India’s solar industry is heavily dependent on imports from China that makes India’s inroad towards Atmanirbharta challenging. As of 2020, India produced 36 GW of solar energy out of 90 GW of renewables for which it imported nearly 85 percent of solar equipment from China. 

Although, the country’s domestic manufacturing capacity stands at 11 GW for panels and 3 GW for cells, but about 50% of the capacity remain un-utilised due to price and quality concern.

To support its ambitious plan, the Indian government has taken several initiatives to reduce their dependence on China and the initiative essentially reflects a blend of carrot-and-stick approach to induce a desired behaviour.

In the first step to curb imports of solar panels, the Ministry of New and Renewable Energy (MNRE) has imposed 15% duty for solar cells, Earlier it was imposed in July 2020 just for the first six months but later it was extended to July 2021. 

India launched the second spate of stick strategy in the 2021-22 budget, in which the government has decided to impose 40% basic customs duty (BCD) on solar modules and 25% on solar cells from 1 April 2022

The move will not only make imports costlier but also encourage local manufacturing. 

In addition, MNRE has also issued an order, last month, enforcing a list of approved solar photovoltaic (PV) models and module manufacturers for government-supported schemes such as KUSUM or New Roof-top Scheme. 

The order reads, “Only the models and manufacturers included in this list shall be eligible for use in Government/ Government assisted projects/ Projects under Government schemes & Programmes, installed in the country, including Projects set up for sale of electricity to Government under the guidelines issued by Central Government under section 63 of Electricity Act, 2003 and amendment thereof.”

While these can be considered as punishments, in terms of reward, the government in its 2021-22 budget has allocated approximately $620 million to bolster domestic production of high-efficiency solar components, nearly half of the which has gone to two of India’s public sector companies – Solar Energy Corporation of India (SECI) and Indian Renewable Energy Development Agency (IREDA). 

The government also announced a production-linked incentive (PLI) scheme that offers manufacturers in 10 sectors, including those of high-efficiency solar modules, a total benefit of ₹1.97 trillion.

Imposition of these tariff and non-tariff barriers has ultimately created traction to manufacture cells and modules indigenously with the strategy aimed at pushing India’s attempts to become an integral part of global supply chains.

Meanwhile, another question that arises is how successful these measures turned out? The answer is partly.  As though India has recorded a drastic fall in imports- from $3.42 billion in 2018 to $1.7 billion in 2019 and to $1.2 billion in 2020, but the output of solar energy also decreased. 

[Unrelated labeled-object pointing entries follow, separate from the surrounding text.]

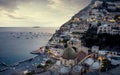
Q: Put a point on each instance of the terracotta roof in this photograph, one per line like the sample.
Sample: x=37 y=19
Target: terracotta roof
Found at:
x=81 y=55
x=69 y=53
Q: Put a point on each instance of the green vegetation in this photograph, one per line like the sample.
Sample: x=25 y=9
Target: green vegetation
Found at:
x=103 y=40
x=106 y=65
x=76 y=33
x=49 y=62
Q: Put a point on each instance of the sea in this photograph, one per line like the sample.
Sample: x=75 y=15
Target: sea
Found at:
x=17 y=43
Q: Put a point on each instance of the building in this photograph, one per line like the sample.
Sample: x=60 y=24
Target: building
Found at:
x=104 y=29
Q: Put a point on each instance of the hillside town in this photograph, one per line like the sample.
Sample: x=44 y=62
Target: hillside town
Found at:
x=70 y=50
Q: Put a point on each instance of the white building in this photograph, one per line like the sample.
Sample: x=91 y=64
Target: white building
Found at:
x=110 y=29
x=104 y=29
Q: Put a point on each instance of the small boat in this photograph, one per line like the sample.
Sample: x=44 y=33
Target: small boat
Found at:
x=39 y=51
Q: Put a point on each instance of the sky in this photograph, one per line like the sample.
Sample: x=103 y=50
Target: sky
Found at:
x=43 y=13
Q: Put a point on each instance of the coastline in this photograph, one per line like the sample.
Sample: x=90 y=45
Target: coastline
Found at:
x=26 y=60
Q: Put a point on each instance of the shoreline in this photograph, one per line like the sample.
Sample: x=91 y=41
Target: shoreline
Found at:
x=23 y=61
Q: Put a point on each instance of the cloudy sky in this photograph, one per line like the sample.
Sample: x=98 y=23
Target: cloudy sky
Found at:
x=47 y=13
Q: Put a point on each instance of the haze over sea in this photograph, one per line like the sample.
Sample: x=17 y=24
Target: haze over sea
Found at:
x=17 y=43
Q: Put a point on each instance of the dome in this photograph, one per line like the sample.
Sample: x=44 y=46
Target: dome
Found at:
x=64 y=69
x=69 y=53
x=76 y=68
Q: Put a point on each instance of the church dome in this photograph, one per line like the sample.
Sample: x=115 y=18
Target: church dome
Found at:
x=69 y=53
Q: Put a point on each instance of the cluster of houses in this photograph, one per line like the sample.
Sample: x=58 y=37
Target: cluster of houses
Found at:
x=107 y=21
x=72 y=57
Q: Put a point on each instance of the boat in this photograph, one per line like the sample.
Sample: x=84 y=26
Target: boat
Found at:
x=39 y=51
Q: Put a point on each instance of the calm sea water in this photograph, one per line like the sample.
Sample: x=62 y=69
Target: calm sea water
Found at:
x=17 y=43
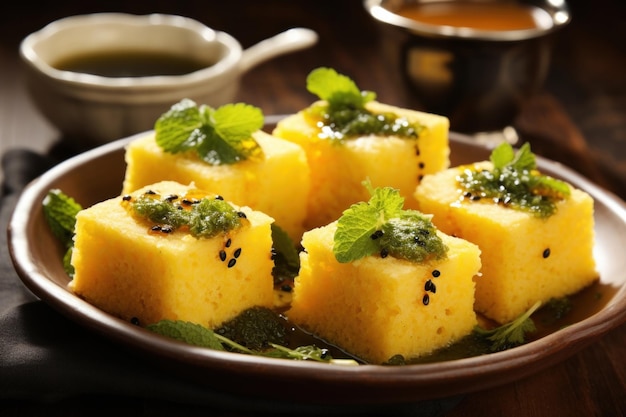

However, the Indian government also revealed that after they imposed additional duties on imports across sectors, including solar power, the interest in solar equipment manufacturing started to rise and various domestic and foriegn players have begun to enter into the Indian solar market. 

In the renewable energy space companies like TATA, have already expressed interest in setting up local manufacturing of Li-Ion batteries in the country, under Atmanirbhar scheme of government of India. Apart from that,  France’s Total has bought 50 percent stake in one of the solar operations of the Adani group at the cost of $500 million. India’s Adani Green Energy Limited (AGEL) has also won contracts to produce 8 GW solar energy over five years and to set up a solar cell and module manufacturing capacity of 2 GW by 2022 as a part of the contract from the SECI. 

Indeed, Atmanirbhar Bharat Abhiyaan has certainly opened up a huge opportunity for India’s solar ambition.